Redacción de El RotativoGM

Crónicas castizas  Los vecinos de El Rotativo

Llegamos a tirar 45.000 ejemplares por edición. No estaba mal. Sin aquellos estudiantes formidables hubiera sido imposible

Hace más de 20 años, el decano Togores me encargó sacar un periódico en papel con alumnos de la Universidad CEU San Pablo. A ello me puse con ilusión en un antro sin ventanas que había en la calle Julián Romea. Cuantos pasaron por allí eran buena gente, de la mejor. Reproduje el ambiente de una redacción porque era una redacción. Llegamos a tirar 45.000 ejemplares por edición. No estaba mal. Sin aquellos estudiantes formidables hubiera sido imposible. Aún seguimos en contacto, aunque ahora ya son padres, madres y profesionales. Dejé huella en ellos y ellos en mí, indeleble.

Junto a una pared del aula-redacción estaban varios despachos. En uno de ellos moraba el profesor Alberto Miguel Arruti. Un día de cafés, ¿qué sería de aquellas redacciones sin cafés y humo de tabaco?, me contó cómo se conocieron sus padres. Él era oficial del Ejército y ella, militante del PNV. En una manifestación, disuelta por los militares a caballo usando el sable por el lado plano a modo de porra, él cabalgaba tras ella, a quien se le ocurrió levantar la tapa de una alcantarilla. Por el agujero metió las patas el caballo, herido desmontó el jinete y corrió tras la insurrecta hasta cogerla cerca de una portal. «Y se casaron», contaba Alberto dejándote con la sorpresa y la intriga de qué sucedió entre el incidente y la boda, entre el militar español y la nacionalista vasca. Añadía que su madre siempre servía a su padre el último en la mesa. «Eres el único maqueto que come aquí», se justificaba su progenitora ante sus hijos por esa costumbre. Alberto era físico de carrera y periodista de vocación. Llegó a dirigir los Servicios Informativos de TVE y RNE.

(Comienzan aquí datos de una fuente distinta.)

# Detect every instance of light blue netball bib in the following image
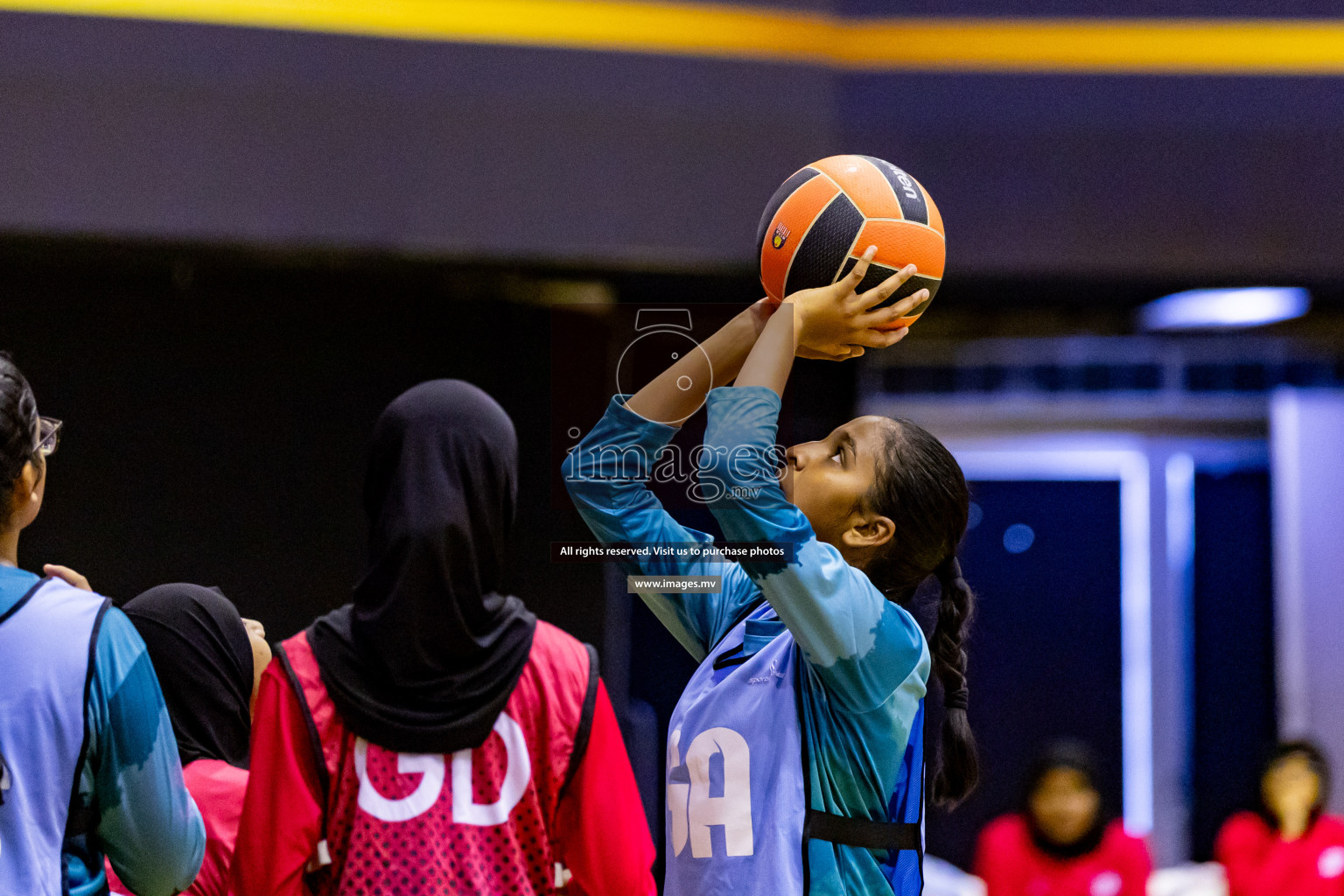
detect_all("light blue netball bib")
[0,579,110,896]
[665,603,923,896]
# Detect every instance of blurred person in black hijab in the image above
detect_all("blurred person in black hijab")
[108,583,270,896]
[234,380,654,896]
[976,740,1152,896]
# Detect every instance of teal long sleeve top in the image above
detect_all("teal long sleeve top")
[564,387,930,894]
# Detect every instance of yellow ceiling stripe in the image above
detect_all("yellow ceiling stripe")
[0,0,1344,75]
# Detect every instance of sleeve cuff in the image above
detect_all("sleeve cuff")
[605,394,680,449]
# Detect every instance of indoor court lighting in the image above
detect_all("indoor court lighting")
[1138,286,1312,331]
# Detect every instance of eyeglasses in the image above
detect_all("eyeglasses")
[38,416,65,457]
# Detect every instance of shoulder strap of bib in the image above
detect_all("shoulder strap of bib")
[276,643,332,891]
[561,643,599,796]
[276,643,331,806]
[65,596,111,836]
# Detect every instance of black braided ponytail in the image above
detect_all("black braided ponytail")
[864,421,980,808]
[0,352,38,486]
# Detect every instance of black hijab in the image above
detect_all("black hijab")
[308,380,536,753]
[1023,740,1110,860]
[122,583,253,768]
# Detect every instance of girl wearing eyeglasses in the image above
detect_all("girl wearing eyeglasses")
[0,354,206,896]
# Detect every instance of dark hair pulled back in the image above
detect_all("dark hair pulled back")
[864,421,980,808]
[0,352,38,485]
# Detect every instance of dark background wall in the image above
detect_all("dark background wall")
[918,482,1123,869]
[1191,470,1278,861]
[0,246,618,643]
[8,7,1344,278]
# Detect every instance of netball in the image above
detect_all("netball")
[757,156,946,329]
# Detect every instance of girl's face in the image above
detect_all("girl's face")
[1028,766,1101,846]
[780,416,897,550]
[1261,753,1321,821]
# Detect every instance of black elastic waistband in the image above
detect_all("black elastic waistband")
[802,808,923,854]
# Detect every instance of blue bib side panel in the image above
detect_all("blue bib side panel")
[0,579,108,896]
[665,605,807,896]
[882,700,925,896]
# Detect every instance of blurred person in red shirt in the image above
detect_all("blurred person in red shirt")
[976,740,1152,896]
[233,380,656,896]
[1214,740,1344,896]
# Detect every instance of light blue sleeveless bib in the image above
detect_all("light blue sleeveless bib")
[0,579,108,896]
[665,603,923,896]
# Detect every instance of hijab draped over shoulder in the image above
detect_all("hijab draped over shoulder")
[122,583,253,768]
[308,380,536,753]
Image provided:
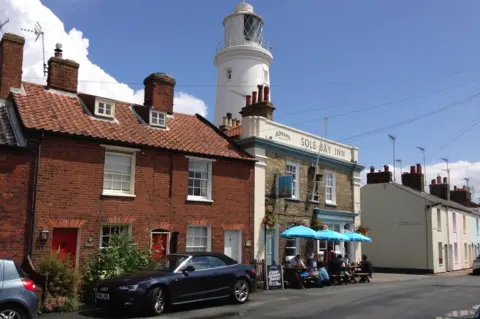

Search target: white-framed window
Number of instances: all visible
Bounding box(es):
[438,242,443,265]
[453,243,458,264]
[325,171,337,205]
[187,156,215,201]
[437,208,442,231]
[150,110,167,127]
[95,98,115,119]
[102,145,138,196]
[452,213,457,233]
[285,162,300,199]
[285,223,300,257]
[186,225,211,252]
[100,224,130,248]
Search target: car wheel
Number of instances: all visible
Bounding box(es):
[0,305,27,319]
[233,279,250,304]
[147,287,167,316]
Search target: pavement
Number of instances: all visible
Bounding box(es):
[42,272,480,319]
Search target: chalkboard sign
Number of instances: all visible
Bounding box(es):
[265,265,283,290]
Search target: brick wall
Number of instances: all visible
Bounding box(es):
[265,152,353,260]
[30,136,253,262]
[0,148,34,263]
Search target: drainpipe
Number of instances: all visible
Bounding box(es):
[28,132,44,256]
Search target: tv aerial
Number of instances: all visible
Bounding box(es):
[0,19,10,37]
[22,21,48,76]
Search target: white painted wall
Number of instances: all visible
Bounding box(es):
[214,4,273,126]
[361,184,432,269]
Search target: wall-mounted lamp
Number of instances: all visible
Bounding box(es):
[40,229,50,241]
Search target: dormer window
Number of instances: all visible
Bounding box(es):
[95,99,115,119]
[150,110,167,127]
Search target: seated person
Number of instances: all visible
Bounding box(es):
[289,254,306,269]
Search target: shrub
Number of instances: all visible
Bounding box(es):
[38,252,81,312]
[83,233,152,285]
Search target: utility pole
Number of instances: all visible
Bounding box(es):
[417,146,428,187]
[388,134,397,182]
[395,159,402,176]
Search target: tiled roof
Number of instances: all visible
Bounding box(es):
[12,82,253,160]
[224,125,242,137]
[391,183,476,213]
[0,100,17,145]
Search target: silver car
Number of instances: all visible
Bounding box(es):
[0,259,39,319]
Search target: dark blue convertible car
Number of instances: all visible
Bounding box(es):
[96,252,256,315]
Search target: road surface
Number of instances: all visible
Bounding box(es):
[42,275,480,319]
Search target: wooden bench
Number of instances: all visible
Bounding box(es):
[353,272,370,282]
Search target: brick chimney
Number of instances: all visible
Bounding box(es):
[240,85,275,120]
[402,164,425,193]
[0,33,25,99]
[143,73,177,114]
[367,165,392,184]
[450,186,472,205]
[47,43,80,93]
[430,175,449,199]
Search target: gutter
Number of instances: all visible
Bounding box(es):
[28,132,44,256]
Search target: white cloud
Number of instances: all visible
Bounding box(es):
[361,161,480,202]
[0,0,207,116]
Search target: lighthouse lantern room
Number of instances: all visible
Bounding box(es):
[214,2,273,126]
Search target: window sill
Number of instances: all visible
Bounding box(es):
[187,196,213,203]
[102,191,137,198]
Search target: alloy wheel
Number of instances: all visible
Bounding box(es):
[234,280,248,303]
[0,309,22,319]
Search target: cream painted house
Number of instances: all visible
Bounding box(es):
[360,165,478,273]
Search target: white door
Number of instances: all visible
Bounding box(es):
[224,230,242,263]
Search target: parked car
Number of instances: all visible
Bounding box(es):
[0,259,40,319]
[472,256,480,275]
[95,252,256,315]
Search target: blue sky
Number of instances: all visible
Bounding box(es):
[15,0,480,174]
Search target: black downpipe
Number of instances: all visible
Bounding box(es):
[28,132,43,256]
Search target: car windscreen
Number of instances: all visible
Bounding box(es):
[144,255,188,272]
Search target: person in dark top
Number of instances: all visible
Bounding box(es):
[360,255,373,281]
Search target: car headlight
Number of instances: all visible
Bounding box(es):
[118,285,138,291]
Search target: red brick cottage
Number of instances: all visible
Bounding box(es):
[0,34,255,264]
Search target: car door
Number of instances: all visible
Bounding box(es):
[172,256,213,303]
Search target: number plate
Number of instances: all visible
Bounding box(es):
[97,293,110,300]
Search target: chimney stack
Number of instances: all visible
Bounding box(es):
[47,43,80,93]
[0,33,25,99]
[402,164,425,193]
[367,165,392,184]
[430,175,449,200]
[143,73,177,114]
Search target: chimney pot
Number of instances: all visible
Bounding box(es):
[0,33,25,99]
[143,73,177,114]
[263,85,270,102]
[257,84,263,103]
[47,43,80,93]
[247,95,252,105]
[417,164,422,174]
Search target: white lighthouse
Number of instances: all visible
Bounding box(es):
[214,2,273,126]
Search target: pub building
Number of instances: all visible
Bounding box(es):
[220,85,364,265]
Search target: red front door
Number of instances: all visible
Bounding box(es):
[52,228,78,266]
[152,233,168,258]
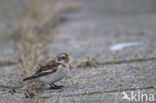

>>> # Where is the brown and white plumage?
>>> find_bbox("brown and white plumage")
[23,53,70,88]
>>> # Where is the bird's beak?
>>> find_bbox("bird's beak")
[66,57,70,62]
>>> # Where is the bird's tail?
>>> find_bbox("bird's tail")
[23,77,32,81]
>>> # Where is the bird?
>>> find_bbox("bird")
[23,53,71,89]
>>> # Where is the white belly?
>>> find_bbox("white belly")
[37,68,69,84]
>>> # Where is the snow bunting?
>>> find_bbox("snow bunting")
[23,53,70,89]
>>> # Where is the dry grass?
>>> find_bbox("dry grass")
[4,0,77,103]
[0,0,77,103]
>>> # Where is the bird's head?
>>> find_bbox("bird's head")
[57,53,71,64]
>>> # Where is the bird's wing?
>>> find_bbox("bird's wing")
[24,63,60,81]
[35,61,60,74]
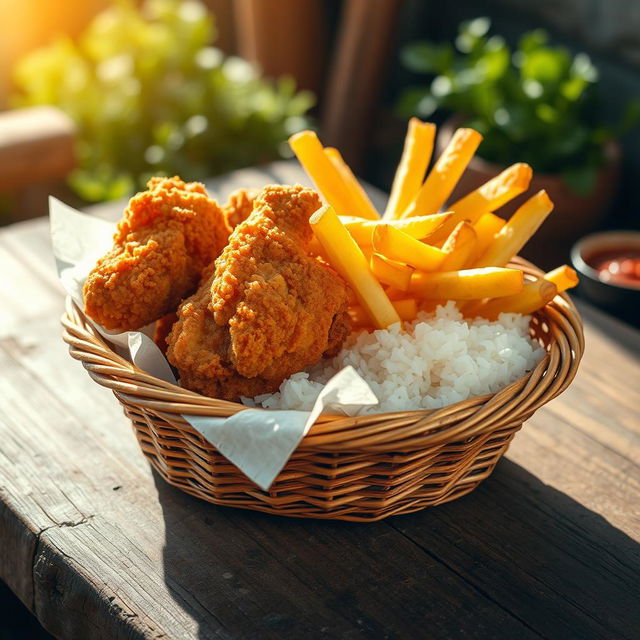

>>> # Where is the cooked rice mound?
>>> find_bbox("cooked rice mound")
[248,302,545,413]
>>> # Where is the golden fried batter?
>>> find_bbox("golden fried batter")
[84,177,228,331]
[167,185,350,400]
[222,189,260,231]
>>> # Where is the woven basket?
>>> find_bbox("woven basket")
[62,258,584,522]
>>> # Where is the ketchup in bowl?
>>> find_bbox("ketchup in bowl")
[571,230,640,327]
[585,247,640,288]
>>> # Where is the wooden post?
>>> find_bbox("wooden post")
[0,107,75,191]
[234,0,325,94]
[322,0,400,171]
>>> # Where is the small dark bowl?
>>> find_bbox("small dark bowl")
[571,231,640,326]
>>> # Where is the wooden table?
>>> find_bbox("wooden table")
[0,164,640,640]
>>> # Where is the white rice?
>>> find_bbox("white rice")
[248,302,544,413]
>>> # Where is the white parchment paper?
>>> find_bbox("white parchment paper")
[49,197,378,491]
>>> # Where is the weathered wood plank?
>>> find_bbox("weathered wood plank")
[0,163,640,639]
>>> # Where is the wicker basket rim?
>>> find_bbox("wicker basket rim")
[62,257,584,448]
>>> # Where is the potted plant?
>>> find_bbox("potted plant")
[398,18,639,239]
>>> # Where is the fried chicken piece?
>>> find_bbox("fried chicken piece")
[153,311,178,356]
[83,177,228,331]
[167,185,350,400]
[222,189,260,231]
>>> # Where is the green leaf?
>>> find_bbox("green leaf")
[12,0,313,201]
[561,166,598,196]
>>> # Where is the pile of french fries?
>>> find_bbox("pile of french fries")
[289,118,578,329]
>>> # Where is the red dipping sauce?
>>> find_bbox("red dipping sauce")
[584,247,640,289]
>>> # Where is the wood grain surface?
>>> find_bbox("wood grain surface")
[0,164,640,640]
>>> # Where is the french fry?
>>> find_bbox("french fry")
[402,129,482,218]
[289,131,358,220]
[474,189,553,267]
[382,118,436,220]
[440,221,476,271]
[434,162,532,240]
[373,224,447,271]
[369,253,415,291]
[347,294,418,327]
[340,213,451,247]
[309,206,400,329]
[409,267,524,300]
[385,287,407,302]
[324,147,380,220]
[465,213,505,267]
[544,264,578,293]
[464,278,558,320]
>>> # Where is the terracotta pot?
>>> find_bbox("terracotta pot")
[436,116,621,244]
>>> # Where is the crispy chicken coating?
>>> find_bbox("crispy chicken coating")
[222,189,260,231]
[84,177,228,331]
[167,185,350,400]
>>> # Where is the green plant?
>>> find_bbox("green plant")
[14,0,313,201]
[398,18,640,194]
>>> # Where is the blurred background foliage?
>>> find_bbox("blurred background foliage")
[397,17,640,195]
[13,0,314,201]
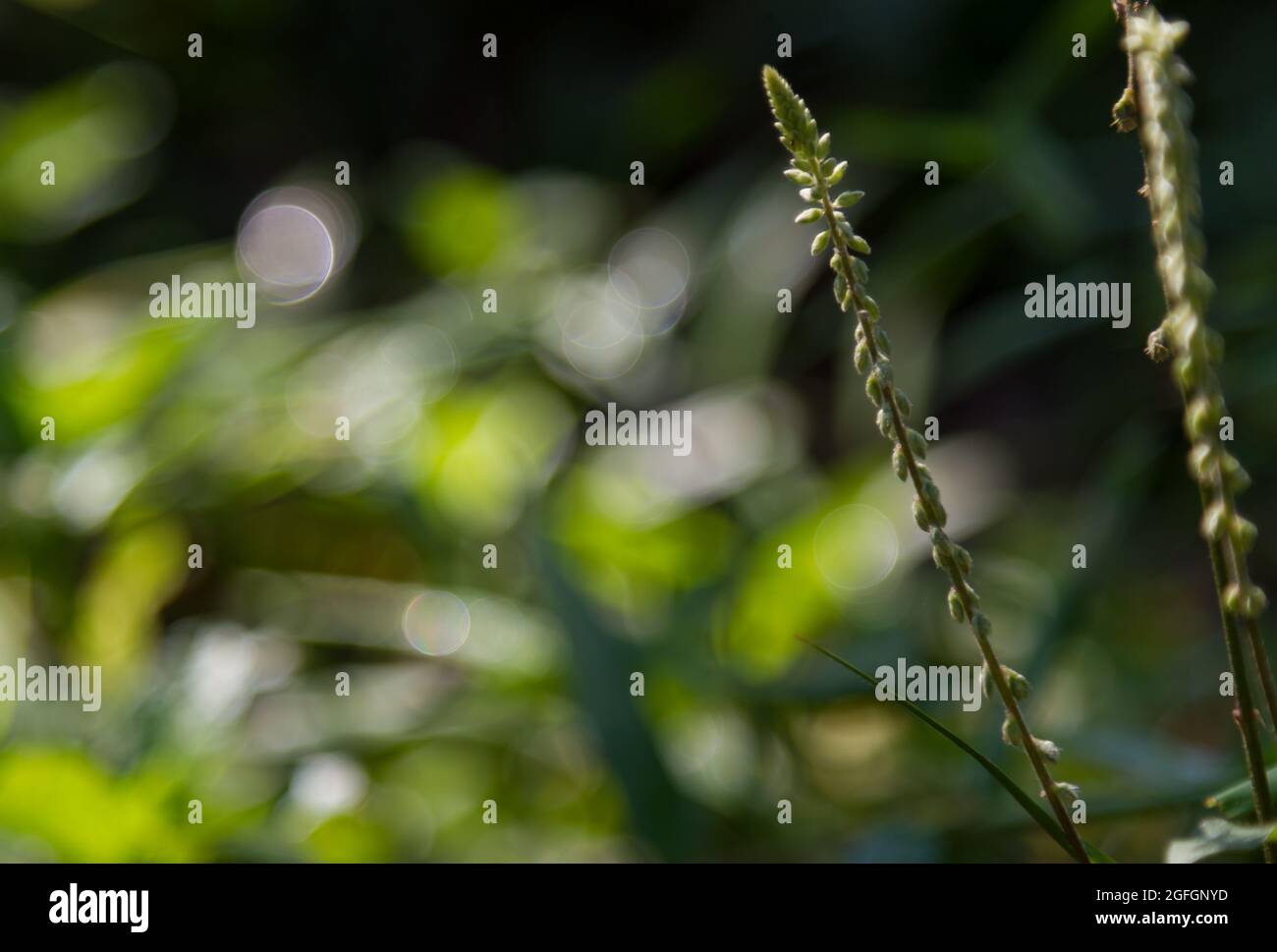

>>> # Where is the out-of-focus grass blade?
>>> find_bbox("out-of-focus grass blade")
[1166,816,1277,863]
[1205,766,1277,820]
[799,638,1114,863]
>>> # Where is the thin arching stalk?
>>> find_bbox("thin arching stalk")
[762,67,1089,863]
[1114,0,1277,863]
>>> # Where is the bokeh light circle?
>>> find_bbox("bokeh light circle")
[608,228,693,309]
[404,589,470,657]
[814,502,901,591]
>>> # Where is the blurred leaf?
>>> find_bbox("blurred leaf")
[1205,766,1277,820]
[0,749,195,863]
[1166,816,1277,863]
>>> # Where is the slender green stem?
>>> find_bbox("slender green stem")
[816,179,1090,863]
[1114,0,1277,863]
[762,67,1089,863]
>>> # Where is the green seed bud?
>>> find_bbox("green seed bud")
[1231,515,1259,552]
[971,611,993,638]
[891,446,910,483]
[914,496,931,532]
[1003,714,1025,748]
[852,341,881,372]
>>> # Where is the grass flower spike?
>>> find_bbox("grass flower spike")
[762,67,1088,863]
[1115,3,1277,863]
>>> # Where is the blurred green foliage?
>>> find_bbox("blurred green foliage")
[0,0,1277,862]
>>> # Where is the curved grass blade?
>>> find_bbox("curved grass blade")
[799,637,1114,863]
[1205,766,1277,820]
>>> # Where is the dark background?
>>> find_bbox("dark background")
[0,0,1277,862]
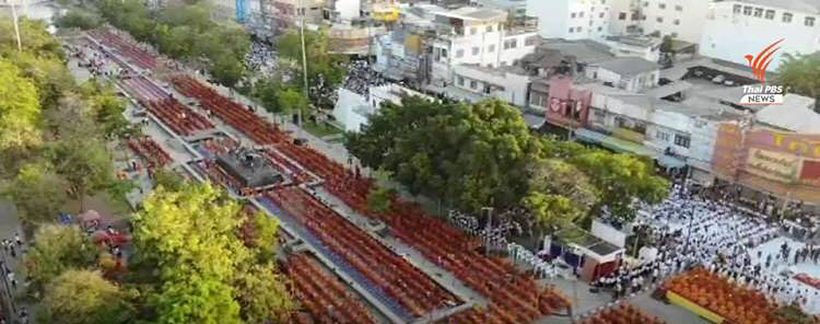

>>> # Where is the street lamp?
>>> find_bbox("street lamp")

Pasear con él para beber de sus conocimientos era lento y provechoso. A cualquier persona que se acercaba a pedir limosna le daba. Sacaba su anticuado monedero y no dejaba a nadie sin una donación. Lucas 6:30.

Otro de los vecinos que teníamos en El Rotativo era un director de cine francés, Gilbert Rigaud. Los días dos de mayo poníamos carteles que hacía un cura de la redacción: «Virgen de Atocha, dame un trabuco para matar franceses y mamelucos». Gilbert entraba con sus casi dos metros de altura, era imponente, cogía el cartel y se lo llevaba para ponerlo en su despacho bien visible.

El caso es que un día, nuestro vecino del norte se dirigió a mí diciendo: «Mira, yo celebro cada año el 14 de julio y lo hago solo. ¿Querrías celebrarlo conmigo?», me pedía en ese español perfecto con acento galo casi de película. A mí el 14 de julio me importaba un rábano, más bien me parecía el inicio del terror en Francia, al que sucedió el gran terror que acabó llevándose a sus realizadores, Danton y Robespierre, por citar a los más encumbrados.

Me caían bien los chicos de la Vendée pero Gilbert me caía mejor. Así que me puse a celebrar el 14 de julio durante nueve años con él, hasta que retornó a Francia. Muchas veces el lugar de la celebración era una cervecería alemana que había en la madrileña plaza de los Cubos. Allí estábamos los dos levantando nuestras cervezas alemanas en un local germano mientras brindábamos por la república francesa, una e indivisible. De hecho me introdujo en el canto de la Marsellesa, la larga del capitán Rouget, no la versión corta de ahora. Y heme ahí desafinando a voz en grito:

«Aux armes, citoyens,/ Formez vos bataillons,/ Marchons, marchons!/ Qu'un sang impur/ Abreuve nos sillons!»

Yo cantando en galo, yo que solo sabía decir en francés «laissez faire, laissez passer» y que opinaba que ese idioma, fuera de la Galia, solo se habla en África y rincones de Canadá.

Hablábamos de Brasillach, Drieu y Céline, de Maurras y Malraux. Cuando Gilbert me mencionaba la Resistencia francesa en la Segunda Guerra Mundial, le contestaba, con el coraje que presta la cerveza Spaten, que eso es algo que ocurrió dos semanas después de que se retirase el Ejército alemán. Me miraba con furia, agitaba su cuerpo inmenso y ese antiguo sargento de cazadores de la República francesa gritaba a este antiguo legionario español con su acento característico, señalándome con sus manos enormes: «¡Mentira, mentira! Solo fue una semana después de que se retirase la Wehrmacht». Desde luego sentido el humor no le faltaba.